Now that we have discussed the four major players in the argument against credentialing, lets talk about the argument for it.
A credential is only as good as the standard by which it is issued. The point of having a credential should be to identify an individual or other resource as a certain type and kind. If there is no standard, you might as well tell the carrier of a credential, "just stand over there until I can find something you can't screw up."
A worthwhile credential should also have some security associated with it. After all, if anyone could get one, what good would it be? So there are issues of validation involved as well.
In disaster after disaster, free-deploying individuals and "organizations" (and I use that term very loosely) go to "help" and in many cases, put a drain on an already over-taxed system and cause the diversion of legitimate resources from going to areas in need. And while there is obviously some merit in the use of bystanders for certain aspects of disaster response, that has to be weighed seriously against the risk of their involvement, including the risk to themselves and the affected community, as well as the risk to rescuers, who ultimately must rescue the well-meaning if things don't go according to plan.
There is no way to eliminate the truly altruistic in their quest to render aid. Nor should there be. But likewise, the civilians must understand implicitly that there comes a point when they must be diverted from the scene so the professionals can take over, especially when it comes to the extremely hazardous parts.
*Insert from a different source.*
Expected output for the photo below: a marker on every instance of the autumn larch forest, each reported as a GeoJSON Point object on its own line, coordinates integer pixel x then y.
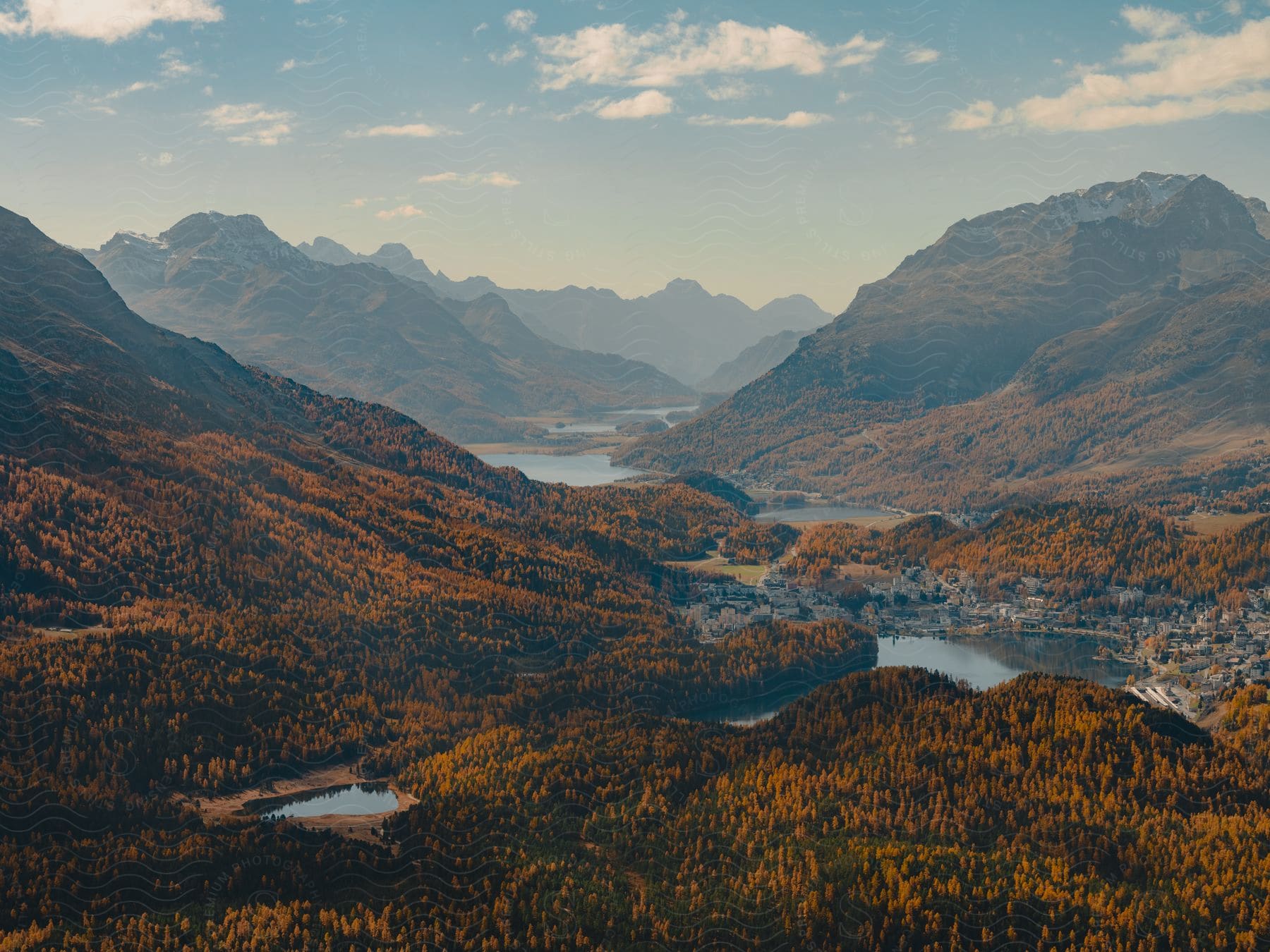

The standards in themselves seem to be quite the sticking point with some. Standards utilized for the purpose of credentialing should be consensus standards and all keyholders included in the development of those standards, versus the exclusivity of some of the currently suggested drafts. But once these are done, ratified, and chosen to be the driving force in identification of the qualified, there needs to be the embracing of the concept. If organizations can't agree on and use a standard that has meaning, then the credential is useless.
Like anything else, the change in this concept might be painful for some. There are departments out there who are struggling with the unfunded mandates. I can also sympathize with the organizations who want to become part of a greater plan like a National Mutual Aid Box Alarm System but don't seem to know where to start or how to get involved. I guess my first order of business, then, is to tell you how to get involved. If there's anything I can do, it's point you in a direction toward activism.
Change will only come about if we work together to make it happen. If you won't stand for change, you don't stand a chance to change. Our industry is going through some important times but as you might notice (as I do all too well, sometimes), these initiatives take off for a while then they lose momentum. Of course, that's just until the next disaster.